The young man nodded grimly and left; the doors opened and then immediately closed behind him.
Hedrick sighed. “Varuna, reassign Beta-Upsilon and his team to the Hibernity garrison for a year.”
“Yes, Mr. Director.”
Morrison came up alongside Hedrick’s chair to gaze out the window at the faux Hong Kong below.
“Who is the warden at Hibernity, Mr. Morrison?”
“Theta-Theta.”
“We need new leadership there, apparently. And a top-to-bottom review of their operation.”
“How could they get their hands on a utility fog? That’s advanced weaponry.”
“I don’t think they did.”
Morrison cast a confused look at Hedrick.
“Min Zhao is in Hibernity.”
“Okay…”
“He perfected foglets less than a decade ago.”

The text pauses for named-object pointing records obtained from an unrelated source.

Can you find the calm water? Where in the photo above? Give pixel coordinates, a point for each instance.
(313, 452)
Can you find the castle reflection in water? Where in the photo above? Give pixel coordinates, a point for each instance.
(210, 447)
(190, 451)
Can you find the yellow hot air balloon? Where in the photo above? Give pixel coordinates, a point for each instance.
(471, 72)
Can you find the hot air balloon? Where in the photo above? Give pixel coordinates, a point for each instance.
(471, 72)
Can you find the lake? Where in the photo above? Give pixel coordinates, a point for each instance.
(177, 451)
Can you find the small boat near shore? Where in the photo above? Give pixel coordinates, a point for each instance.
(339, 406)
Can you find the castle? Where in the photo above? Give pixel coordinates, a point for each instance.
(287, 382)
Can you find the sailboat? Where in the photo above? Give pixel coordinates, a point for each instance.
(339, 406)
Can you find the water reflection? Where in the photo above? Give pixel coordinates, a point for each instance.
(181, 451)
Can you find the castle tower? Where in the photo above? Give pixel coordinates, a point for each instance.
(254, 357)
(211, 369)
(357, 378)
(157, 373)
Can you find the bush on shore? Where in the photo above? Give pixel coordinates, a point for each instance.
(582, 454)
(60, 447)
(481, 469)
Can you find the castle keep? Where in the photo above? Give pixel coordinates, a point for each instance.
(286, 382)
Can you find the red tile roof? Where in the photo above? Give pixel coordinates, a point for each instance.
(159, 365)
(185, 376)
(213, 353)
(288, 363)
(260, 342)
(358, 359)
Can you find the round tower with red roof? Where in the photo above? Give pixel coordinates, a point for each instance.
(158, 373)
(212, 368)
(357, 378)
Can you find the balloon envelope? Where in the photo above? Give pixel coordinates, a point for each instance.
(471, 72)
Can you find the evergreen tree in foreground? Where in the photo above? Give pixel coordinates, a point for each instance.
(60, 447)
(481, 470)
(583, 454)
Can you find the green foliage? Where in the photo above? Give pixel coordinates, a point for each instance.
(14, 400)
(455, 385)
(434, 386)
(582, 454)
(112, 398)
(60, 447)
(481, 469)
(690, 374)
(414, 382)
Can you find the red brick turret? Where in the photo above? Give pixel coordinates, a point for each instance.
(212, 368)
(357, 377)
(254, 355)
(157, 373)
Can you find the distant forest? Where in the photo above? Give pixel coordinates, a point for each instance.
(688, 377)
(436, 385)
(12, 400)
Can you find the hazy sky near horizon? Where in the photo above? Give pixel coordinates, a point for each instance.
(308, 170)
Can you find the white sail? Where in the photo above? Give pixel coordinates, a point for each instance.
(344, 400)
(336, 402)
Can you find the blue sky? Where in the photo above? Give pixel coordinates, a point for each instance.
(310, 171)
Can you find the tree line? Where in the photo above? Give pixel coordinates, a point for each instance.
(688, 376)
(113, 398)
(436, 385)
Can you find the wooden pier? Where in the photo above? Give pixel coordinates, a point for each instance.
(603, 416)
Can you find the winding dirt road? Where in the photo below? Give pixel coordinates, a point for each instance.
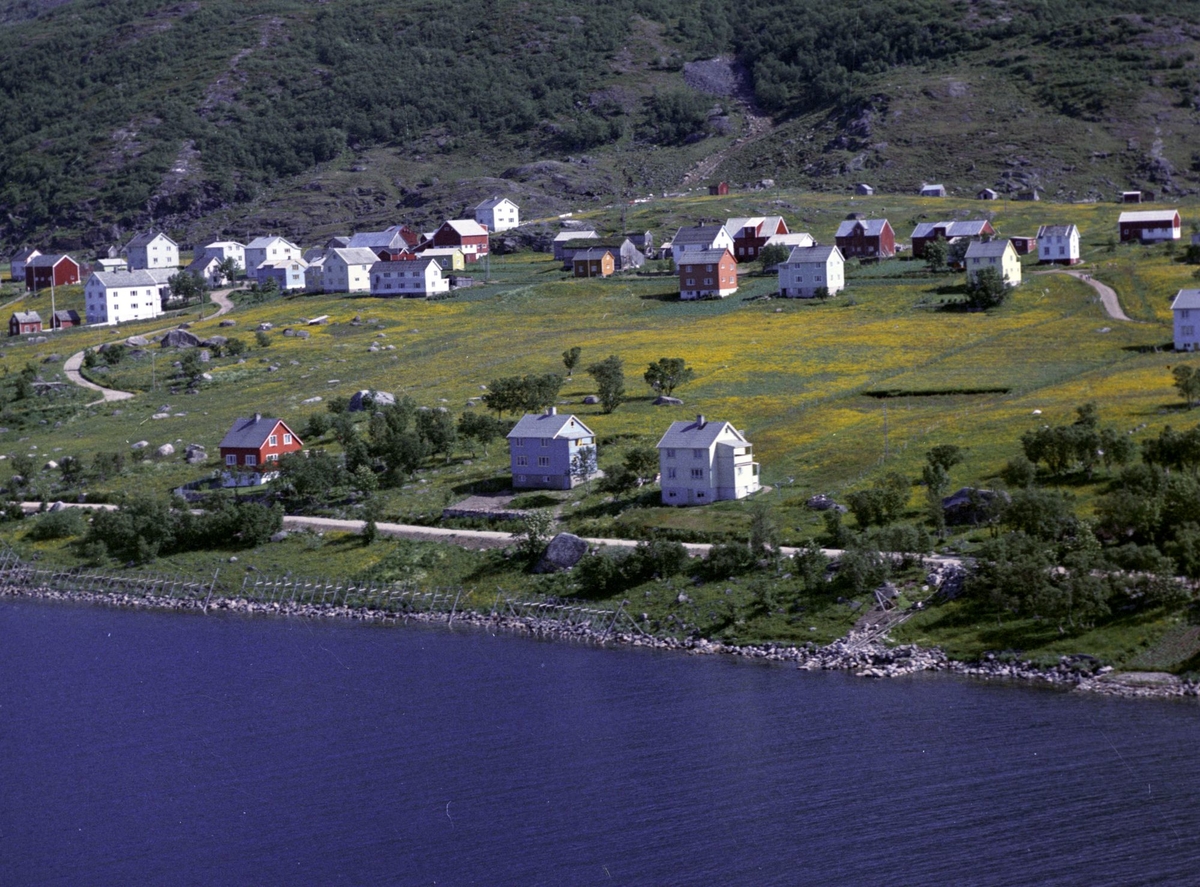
(73, 364)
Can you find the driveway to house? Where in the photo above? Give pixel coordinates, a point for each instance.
(72, 365)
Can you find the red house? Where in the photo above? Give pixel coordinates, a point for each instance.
(467, 234)
(252, 447)
(23, 322)
(750, 234)
(43, 271)
(867, 239)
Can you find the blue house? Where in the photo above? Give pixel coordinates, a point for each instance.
(543, 448)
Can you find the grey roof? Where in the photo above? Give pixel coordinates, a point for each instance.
(251, 432)
(701, 257)
(989, 249)
(551, 425)
(683, 435)
(1057, 231)
(811, 253)
(1186, 299)
(697, 234)
(871, 227)
(125, 279)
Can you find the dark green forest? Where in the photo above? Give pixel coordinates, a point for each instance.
(101, 99)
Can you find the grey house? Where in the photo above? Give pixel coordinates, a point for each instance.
(543, 448)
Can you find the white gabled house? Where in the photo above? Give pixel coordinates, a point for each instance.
(1186, 310)
(544, 449)
(1059, 244)
(413, 279)
(703, 461)
(810, 268)
(118, 297)
(269, 249)
(348, 270)
(151, 250)
(498, 214)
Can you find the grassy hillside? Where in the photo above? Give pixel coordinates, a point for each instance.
(234, 118)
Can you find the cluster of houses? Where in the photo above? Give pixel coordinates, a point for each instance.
(700, 461)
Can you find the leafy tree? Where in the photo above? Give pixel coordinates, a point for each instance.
(987, 289)
(773, 255)
(610, 376)
(667, 373)
(571, 359)
(1187, 383)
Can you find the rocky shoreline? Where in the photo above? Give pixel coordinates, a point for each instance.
(852, 653)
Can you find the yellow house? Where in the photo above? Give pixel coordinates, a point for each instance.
(994, 253)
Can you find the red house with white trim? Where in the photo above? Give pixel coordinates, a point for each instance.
(251, 450)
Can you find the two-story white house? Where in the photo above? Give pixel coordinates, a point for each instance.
(498, 214)
(413, 279)
(117, 297)
(1059, 244)
(151, 250)
(703, 461)
(1186, 310)
(999, 255)
(269, 249)
(545, 448)
(348, 270)
(810, 268)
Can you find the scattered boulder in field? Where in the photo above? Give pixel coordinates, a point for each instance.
(564, 551)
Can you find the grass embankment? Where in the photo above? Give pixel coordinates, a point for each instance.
(797, 376)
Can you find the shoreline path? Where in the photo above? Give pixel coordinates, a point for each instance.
(72, 365)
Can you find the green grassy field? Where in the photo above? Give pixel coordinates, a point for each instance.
(796, 375)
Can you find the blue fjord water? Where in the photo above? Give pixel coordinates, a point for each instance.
(177, 749)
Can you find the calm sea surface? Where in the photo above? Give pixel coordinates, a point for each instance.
(174, 749)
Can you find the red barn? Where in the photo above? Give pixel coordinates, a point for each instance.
(467, 234)
(867, 239)
(750, 234)
(252, 445)
(43, 271)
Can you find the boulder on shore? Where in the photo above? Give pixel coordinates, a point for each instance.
(564, 551)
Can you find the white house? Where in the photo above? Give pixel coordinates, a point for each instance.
(228, 250)
(348, 270)
(701, 238)
(999, 255)
(546, 448)
(703, 461)
(810, 268)
(1059, 244)
(118, 297)
(151, 250)
(414, 279)
(270, 249)
(1186, 309)
(498, 214)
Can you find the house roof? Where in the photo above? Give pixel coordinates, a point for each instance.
(1151, 215)
(699, 432)
(125, 279)
(551, 425)
(1186, 299)
(466, 227)
(805, 255)
(699, 235)
(871, 227)
(700, 257)
(148, 238)
(252, 433)
(1057, 231)
(354, 256)
(990, 249)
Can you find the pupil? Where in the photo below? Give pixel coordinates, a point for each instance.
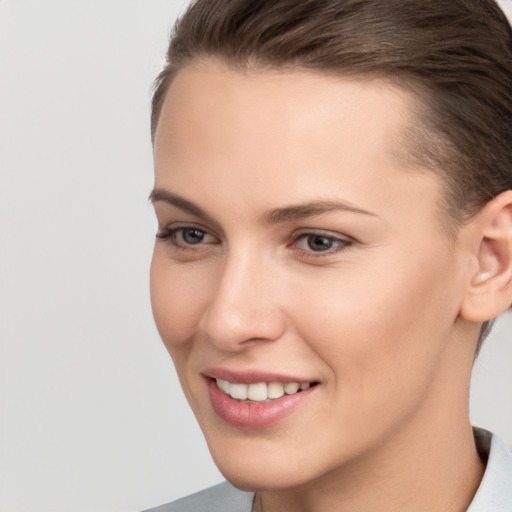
(319, 243)
(193, 236)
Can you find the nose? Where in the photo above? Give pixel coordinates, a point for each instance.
(245, 305)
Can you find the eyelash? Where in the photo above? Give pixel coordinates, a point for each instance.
(169, 235)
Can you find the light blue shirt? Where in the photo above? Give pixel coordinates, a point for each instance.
(494, 493)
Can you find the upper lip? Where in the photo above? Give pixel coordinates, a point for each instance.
(251, 376)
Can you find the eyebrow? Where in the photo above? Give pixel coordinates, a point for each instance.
(302, 211)
(159, 194)
(275, 216)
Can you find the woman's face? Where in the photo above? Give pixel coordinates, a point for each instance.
(295, 248)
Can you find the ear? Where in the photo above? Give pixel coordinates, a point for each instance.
(490, 285)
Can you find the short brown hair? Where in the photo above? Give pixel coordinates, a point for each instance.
(454, 55)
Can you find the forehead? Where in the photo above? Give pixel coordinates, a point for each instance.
(272, 134)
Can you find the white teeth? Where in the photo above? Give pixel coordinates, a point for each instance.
(260, 391)
(257, 392)
(224, 385)
(291, 387)
(238, 391)
(275, 390)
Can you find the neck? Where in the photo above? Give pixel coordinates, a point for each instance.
(438, 470)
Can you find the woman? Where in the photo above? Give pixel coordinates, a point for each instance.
(333, 186)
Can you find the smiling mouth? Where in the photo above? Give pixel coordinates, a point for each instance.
(261, 391)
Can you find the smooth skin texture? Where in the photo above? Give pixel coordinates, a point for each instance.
(368, 298)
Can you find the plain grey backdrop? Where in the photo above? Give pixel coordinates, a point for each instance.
(91, 415)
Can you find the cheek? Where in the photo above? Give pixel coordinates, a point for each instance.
(177, 300)
(382, 330)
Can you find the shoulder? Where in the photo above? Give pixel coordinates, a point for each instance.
(220, 498)
(495, 491)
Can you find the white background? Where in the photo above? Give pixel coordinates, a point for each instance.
(91, 415)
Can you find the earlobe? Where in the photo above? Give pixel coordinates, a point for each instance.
(490, 286)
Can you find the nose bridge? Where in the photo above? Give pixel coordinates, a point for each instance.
(244, 306)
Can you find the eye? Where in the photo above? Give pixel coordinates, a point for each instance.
(321, 243)
(185, 236)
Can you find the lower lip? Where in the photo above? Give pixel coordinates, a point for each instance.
(255, 415)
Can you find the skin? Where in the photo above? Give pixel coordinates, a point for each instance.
(375, 318)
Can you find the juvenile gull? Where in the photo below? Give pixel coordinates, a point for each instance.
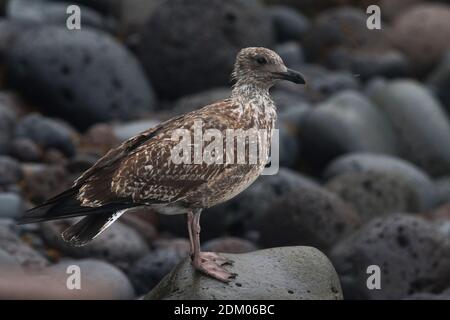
(141, 171)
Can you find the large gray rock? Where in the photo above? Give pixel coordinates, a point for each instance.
(181, 56)
(340, 26)
(347, 122)
(360, 162)
(439, 81)
(419, 121)
(288, 273)
(308, 216)
(424, 43)
(47, 133)
(321, 82)
(7, 121)
(10, 171)
(289, 23)
(368, 63)
(443, 190)
(11, 205)
(149, 270)
(51, 13)
(22, 253)
(375, 193)
(413, 256)
(7, 261)
(84, 76)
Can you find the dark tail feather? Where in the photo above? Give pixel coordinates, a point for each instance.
(66, 205)
(89, 227)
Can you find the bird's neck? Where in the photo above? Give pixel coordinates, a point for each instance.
(251, 94)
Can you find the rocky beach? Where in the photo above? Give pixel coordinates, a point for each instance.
(364, 174)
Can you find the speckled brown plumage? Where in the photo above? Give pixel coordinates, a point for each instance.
(141, 171)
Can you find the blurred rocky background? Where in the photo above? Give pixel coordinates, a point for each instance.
(365, 146)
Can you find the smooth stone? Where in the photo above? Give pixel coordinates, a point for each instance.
(411, 254)
(11, 205)
(321, 83)
(84, 77)
(392, 9)
(98, 140)
(22, 253)
(373, 194)
(197, 100)
(442, 186)
(119, 244)
(25, 150)
(347, 122)
(8, 119)
(145, 229)
(289, 24)
(238, 213)
(419, 122)
(287, 273)
(208, 62)
(439, 81)
(295, 218)
(47, 133)
(130, 129)
(360, 162)
(99, 280)
(445, 295)
(424, 43)
(229, 245)
(42, 181)
(11, 171)
(149, 270)
(338, 27)
(370, 63)
(51, 13)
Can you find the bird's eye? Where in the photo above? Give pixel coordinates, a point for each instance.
(261, 60)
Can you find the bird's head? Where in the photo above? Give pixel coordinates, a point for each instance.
(262, 67)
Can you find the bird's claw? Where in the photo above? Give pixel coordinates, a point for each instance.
(218, 259)
(211, 264)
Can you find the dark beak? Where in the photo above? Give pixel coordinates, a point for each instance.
(291, 75)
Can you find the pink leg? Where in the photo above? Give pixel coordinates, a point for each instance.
(208, 262)
(190, 220)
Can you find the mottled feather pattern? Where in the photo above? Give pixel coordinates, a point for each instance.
(142, 171)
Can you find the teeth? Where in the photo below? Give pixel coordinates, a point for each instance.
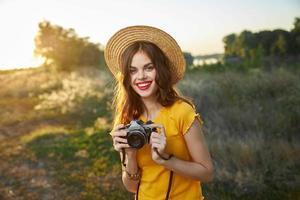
(143, 84)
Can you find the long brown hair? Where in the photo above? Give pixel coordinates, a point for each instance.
(128, 104)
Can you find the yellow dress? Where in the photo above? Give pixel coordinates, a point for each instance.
(155, 178)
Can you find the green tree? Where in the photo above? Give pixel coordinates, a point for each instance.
(64, 49)
(189, 59)
(280, 46)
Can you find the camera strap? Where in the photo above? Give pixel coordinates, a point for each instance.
(168, 191)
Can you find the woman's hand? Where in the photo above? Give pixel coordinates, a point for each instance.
(158, 142)
(119, 140)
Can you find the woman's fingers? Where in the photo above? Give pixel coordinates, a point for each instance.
(120, 140)
(120, 146)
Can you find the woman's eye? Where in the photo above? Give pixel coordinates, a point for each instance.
(131, 71)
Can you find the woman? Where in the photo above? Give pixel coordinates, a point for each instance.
(147, 63)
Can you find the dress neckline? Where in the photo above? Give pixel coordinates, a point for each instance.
(144, 119)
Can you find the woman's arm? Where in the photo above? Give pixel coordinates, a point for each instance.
(131, 169)
(201, 168)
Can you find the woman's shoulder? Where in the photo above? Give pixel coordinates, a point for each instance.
(181, 105)
(181, 108)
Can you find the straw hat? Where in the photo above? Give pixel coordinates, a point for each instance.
(127, 36)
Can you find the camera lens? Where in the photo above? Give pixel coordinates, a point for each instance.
(136, 139)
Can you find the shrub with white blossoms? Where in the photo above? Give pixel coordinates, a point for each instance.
(74, 90)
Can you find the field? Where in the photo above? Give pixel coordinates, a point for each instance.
(54, 141)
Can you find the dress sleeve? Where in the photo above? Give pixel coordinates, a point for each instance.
(186, 116)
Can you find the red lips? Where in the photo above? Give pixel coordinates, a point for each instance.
(144, 85)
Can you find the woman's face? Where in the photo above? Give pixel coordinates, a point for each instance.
(142, 75)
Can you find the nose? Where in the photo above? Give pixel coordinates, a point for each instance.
(141, 74)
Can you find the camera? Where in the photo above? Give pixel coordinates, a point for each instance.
(138, 133)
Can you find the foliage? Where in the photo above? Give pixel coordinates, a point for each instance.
(64, 49)
(248, 45)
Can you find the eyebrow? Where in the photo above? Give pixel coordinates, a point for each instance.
(146, 65)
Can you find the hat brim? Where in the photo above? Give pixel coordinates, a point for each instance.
(122, 39)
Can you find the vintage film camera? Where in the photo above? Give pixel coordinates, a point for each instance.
(138, 133)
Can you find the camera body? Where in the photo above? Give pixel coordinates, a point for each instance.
(138, 133)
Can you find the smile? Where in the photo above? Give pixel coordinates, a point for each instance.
(144, 85)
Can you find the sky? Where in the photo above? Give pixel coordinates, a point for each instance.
(197, 25)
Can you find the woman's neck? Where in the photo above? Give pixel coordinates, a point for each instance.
(152, 108)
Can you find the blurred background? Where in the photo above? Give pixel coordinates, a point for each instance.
(243, 73)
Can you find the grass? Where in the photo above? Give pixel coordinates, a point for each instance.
(250, 124)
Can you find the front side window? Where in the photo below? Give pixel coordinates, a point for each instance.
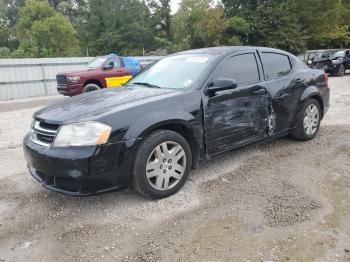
(175, 72)
(275, 65)
(242, 68)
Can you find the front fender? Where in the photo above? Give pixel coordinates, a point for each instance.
(141, 127)
(310, 92)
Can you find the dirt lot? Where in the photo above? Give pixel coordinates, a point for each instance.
(282, 201)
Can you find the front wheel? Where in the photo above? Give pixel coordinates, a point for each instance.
(309, 121)
(162, 164)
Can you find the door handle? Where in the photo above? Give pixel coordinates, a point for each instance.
(260, 92)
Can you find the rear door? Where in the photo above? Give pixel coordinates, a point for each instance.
(284, 87)
(237, 117)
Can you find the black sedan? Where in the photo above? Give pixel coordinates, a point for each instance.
(181, 111)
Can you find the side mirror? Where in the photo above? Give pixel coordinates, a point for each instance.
(109, 66)
(221, 84)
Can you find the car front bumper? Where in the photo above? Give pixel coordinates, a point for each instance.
(79, 171)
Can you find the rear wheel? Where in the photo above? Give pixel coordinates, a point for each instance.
(162, 164)
(90, 87)
(309, 121)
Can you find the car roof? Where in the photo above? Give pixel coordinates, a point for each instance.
(222, 50)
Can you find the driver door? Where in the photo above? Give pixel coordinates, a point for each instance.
(237, 117)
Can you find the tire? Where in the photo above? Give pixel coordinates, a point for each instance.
(302, 132)
(341, 71)
(152, 168)
(91, 87)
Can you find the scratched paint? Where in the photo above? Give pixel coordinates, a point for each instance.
(211, 123)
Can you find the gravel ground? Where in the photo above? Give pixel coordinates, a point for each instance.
(281, 201)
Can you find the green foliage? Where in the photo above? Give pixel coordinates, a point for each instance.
(45, 33)
(41, 28)
(271, 23)
(197, 24)
(120, 26)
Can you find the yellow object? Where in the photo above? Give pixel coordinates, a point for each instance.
(117, 81)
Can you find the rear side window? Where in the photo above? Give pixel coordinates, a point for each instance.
(242, 68)
(275, 65)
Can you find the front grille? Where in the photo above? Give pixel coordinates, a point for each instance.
(61, 80)
(43, 133)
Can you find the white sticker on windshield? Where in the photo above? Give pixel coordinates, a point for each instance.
(197, 59)
(188, 83)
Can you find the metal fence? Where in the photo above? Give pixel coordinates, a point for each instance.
(37, 77)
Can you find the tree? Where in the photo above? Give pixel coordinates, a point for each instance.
(272, 23)
(237, 31)
(198, 24)
(43, 32)
(120, 26)
(161, 18)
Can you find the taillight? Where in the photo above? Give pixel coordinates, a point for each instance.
(326, 78)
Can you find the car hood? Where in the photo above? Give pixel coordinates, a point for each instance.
(95, 105)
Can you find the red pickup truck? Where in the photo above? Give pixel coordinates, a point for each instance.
(102, 72)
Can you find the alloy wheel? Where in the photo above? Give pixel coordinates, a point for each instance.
(311, 120)
(166, 166)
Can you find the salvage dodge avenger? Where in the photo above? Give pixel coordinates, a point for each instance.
(177, 113)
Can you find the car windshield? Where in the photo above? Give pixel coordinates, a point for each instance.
(339, 54)
(175, 72)
(97, 62)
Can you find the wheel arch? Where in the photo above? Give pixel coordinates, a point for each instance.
(193, 136)
(312, 92)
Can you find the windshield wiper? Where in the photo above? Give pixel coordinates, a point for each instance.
(146, 84)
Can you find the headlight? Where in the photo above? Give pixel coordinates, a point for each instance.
(82, 134)
(73, 79)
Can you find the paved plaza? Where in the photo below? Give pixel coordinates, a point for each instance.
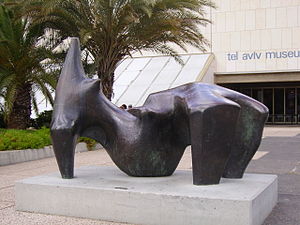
(278, 154)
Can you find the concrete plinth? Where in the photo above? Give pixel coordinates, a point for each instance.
(106, 193)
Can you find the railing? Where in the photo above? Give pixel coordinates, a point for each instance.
(284, 119)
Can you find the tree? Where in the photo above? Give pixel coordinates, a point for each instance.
(113, 29)
(21, 70)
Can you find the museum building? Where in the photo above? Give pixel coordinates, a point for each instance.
(254, 49)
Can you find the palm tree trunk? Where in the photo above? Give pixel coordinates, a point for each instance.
(19, 117)
(106, 74)
(107, 86)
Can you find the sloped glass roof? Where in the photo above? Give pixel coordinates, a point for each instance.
(136, 78)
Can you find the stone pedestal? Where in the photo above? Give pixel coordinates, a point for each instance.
(106, 193)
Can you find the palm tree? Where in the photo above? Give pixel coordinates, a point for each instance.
(21, 70)
(113, 29)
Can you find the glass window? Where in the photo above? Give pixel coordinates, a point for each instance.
(268, 101)
(290, 98)
(257, 94)
(279, 105)
(298, 104)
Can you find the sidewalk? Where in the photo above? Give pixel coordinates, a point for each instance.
(279, 154)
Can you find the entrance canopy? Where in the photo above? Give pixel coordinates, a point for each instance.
(136, 78)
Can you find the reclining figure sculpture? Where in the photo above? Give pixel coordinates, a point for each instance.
(223, 127)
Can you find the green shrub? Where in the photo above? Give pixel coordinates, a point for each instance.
(42, 120)
(90, 143)
(31, 139)
(24, 139)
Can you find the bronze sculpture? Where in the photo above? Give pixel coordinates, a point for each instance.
(223, 127)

“You really think prisoners are creating their own technology? Prisoners?”
“I don’t know.”
“But…” Morrison pondered this gravely. “I don’t see how it’s possible.”
Hedrick felt a fear he could hardly contemplate. “Your number-one priority at the moment, Mr. Morrison, is to find Jon Grady. Escaped, Mr. Grady is an existential threat to this organization. I don’t think either of us relishes the idea of a gravity weapon like Kratos in the hands of our enemies.”
“When we locate him, I suggest we fry him from orbit.”
“No. I still need him alive. If he won’t work for us voluntarily, we have no choice but to use force. But it appears his consciousness is truly unique. So I want him captured. Is that clear?”
Morrison nodded. “I’ll need a higher tech level approved for the forward team.”